2024年11月22日(金)

サムライ弁護士の一刀両断

2016年3月4日

「どの国の裁判所で解決するか」国際裁判管轄

 冒頭でも述べたが、国際裁判管轄とは、ある紛争を、どの国の裁判所で解決するか、という問題である。多くの場合、それぞれの国の法律に、国際裁判管轄に関する規定が設けられており、日本では民事訴訟法3条の2以降がこれにあたる。この民事訴訟法3条の2以降は、11年の民事訴訟法改正で盛り込まれた条項である。
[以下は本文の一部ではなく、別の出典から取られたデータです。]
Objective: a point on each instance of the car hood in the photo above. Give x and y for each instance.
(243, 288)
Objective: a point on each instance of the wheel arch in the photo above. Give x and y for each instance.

 改正以前はどのように解決されていたかというと、これは「条理」によって解決されていた。条理とは、平たく言えば、社会通念や公序良俗、物事の道理などである。もっとも、全くのフリーハンドで裁判官が判断するわけではなく、過去の判例や類似の規定、外国の裁判例などを駆使して解決することになる。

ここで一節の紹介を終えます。